Identification of tunnels
CAVER 3.0 was used for the analysis of 10,000 snapshots from a 10 ns classical MD simulation of DhaA in explicit water solvent (Protocol S2 and S3). In each snapshot, all possible pathways with the bottleneck radius equal or larger than 0.9 Å were identified, leading to a set of nearly 30,000 pathways. The pathways were clustered by the average-link algorithm based on the pairwise distances of the pathways. All five previously described DhaA tunnels [15] were identified among the top four ranked pathway clusters (Figure 2, Table S2). The p2a and p2b tunnels possess a common opening and thus were initially identified as a single pathway (p2ab). Therefore, the clustering threshold was decreased in order to evaluate the relative importance of the p2a and p2b tunnels to each other (Figure 2). We note that the localization of the p2a and p2b tunnels differs slightly from the study of Klvana et al. [15], where these tunnels were observed to run roughly parallel to each other. In our analysis, we found out that these tunnels may cross each other and consequently four different pathways may in theory be identified by geometrical analysis.

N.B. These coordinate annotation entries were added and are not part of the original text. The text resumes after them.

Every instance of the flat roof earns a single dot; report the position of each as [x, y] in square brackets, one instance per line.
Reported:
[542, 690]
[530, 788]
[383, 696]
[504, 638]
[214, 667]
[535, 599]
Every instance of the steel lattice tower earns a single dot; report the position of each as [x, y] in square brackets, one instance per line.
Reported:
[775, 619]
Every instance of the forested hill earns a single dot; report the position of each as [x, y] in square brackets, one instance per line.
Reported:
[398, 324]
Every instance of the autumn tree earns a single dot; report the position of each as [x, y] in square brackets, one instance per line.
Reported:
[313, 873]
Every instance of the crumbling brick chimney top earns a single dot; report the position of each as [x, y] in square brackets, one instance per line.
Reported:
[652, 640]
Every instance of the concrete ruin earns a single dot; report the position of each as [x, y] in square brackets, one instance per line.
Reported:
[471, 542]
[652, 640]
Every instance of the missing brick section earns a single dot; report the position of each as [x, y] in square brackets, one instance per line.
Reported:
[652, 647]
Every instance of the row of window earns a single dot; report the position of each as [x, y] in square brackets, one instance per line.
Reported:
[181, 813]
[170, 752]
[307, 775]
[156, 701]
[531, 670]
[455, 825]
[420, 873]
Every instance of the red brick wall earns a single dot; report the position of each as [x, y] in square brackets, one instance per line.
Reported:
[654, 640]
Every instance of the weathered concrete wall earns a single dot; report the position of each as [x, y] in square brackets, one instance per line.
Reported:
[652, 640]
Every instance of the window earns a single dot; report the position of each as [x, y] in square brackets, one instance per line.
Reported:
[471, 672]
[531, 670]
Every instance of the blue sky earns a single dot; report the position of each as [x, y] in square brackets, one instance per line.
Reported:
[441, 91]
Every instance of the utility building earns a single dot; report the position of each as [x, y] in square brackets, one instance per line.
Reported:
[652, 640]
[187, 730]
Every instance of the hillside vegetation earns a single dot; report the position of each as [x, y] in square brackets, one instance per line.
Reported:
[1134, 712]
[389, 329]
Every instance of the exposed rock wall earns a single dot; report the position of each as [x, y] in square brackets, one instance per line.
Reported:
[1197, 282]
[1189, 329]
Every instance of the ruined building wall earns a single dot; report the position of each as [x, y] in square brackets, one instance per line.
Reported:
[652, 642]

The lower clustering threshold also led to the splitting of the p1 tunnel into three branches—the dominant p1a tunnel, corresponding to the p1 tunnel observed in previous analyses [15] and the less frequent and narrower p1a′ and p1b tunnels (Figure 2, Table 1).
Table 1. Characteristics of the top ranked tunnels of DhaA identified by CAVER 3.0 in molecular dynamics trajectory using the probe radius of 0.9 Å and the clustering threshold of 3.5.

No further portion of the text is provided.